İslam aleminin inançlarından biri olan Ramazan ayı ve dolayısı ile oruç, İslamiyet’in vecibelerinden biri olarak icra edilmektedir. Bu süre zarfında ibadetini tamamlayan müslüman; nihayetinde Ramazan Bayramı’nı kutlar.
İslami inanışta Ramazan ayının ve bayramın asıl gerekliliklerinden birisi de insani ilişkilerin iyi tutularak muhabbetin oluşmasını, yardımlaşmayı sağlamaktır. İnananlar, huşu içinde geçirdiği bu mübarek ayı, eda edebilmiş olmanın hazzı ile de manevi huzura erer.
Bizler iyi ilişkilerin; toplumun gerekliliklerinden biri olduğunu bildiğimiz gibi İslamiyet’te ki önemini de fıkıh kitaplarından okumaktayız. İşte her ikisi içinde ibadet yapabilmenin yanında “iyi bir insan!" olmanın da gerekliliklerini yerine getirmiş olmalıyız.
Peki hem toplumsal hem de fıkıhta "İyi insan" kimdi?
İhtiyaç sahibini gözeten, ara bozmayan, kötü söz konuşmayan, birinin emeğine şahsına saygı duyan, hileden haramdan uzak duran, kendisine kötülük yapana bile cevap olarak kötülük ile karşılık vermeyen kişi özellikleri; iyi insanın birkaç tanımından biri olabilir sadece...
İyi insan kötülük düşünmeyen değil, nefsine hâkim olarak kötülük yapmayı ret eden kişidir. Bizler nefis taşıyan ve zayıf yaratılmış varlıklarız.
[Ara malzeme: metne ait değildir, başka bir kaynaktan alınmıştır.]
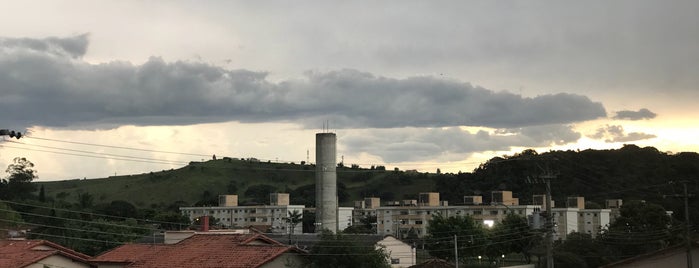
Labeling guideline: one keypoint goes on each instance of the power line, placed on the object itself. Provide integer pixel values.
(118, 157)
(167, 162)
(117, 147)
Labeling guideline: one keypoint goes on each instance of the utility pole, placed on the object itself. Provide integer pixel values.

Burada ki önemli husus; İçimizde ki olumsuz dürtüleri bastırarak iyiliği ve iyi davranmayı seçmektir!
Kötü olmak elbette ki kolay, önemli ve zor olan ise bu güzel duygu ve özellikleri koruyarak yaşamı daha da güzelleştirmeye çalışmaktır!
Zor dememin sebebi ise yazı akışında nefsimizden bahsettim, onun bize en büyük düşman olduğunu idrak etmek zorundayız. Zor olan da nefse hâkim olabilmek... Eğer inançlar bütün ve yaradana bağlılık tam ise uzak kalabilmek de bir nevi mümkün olabilir.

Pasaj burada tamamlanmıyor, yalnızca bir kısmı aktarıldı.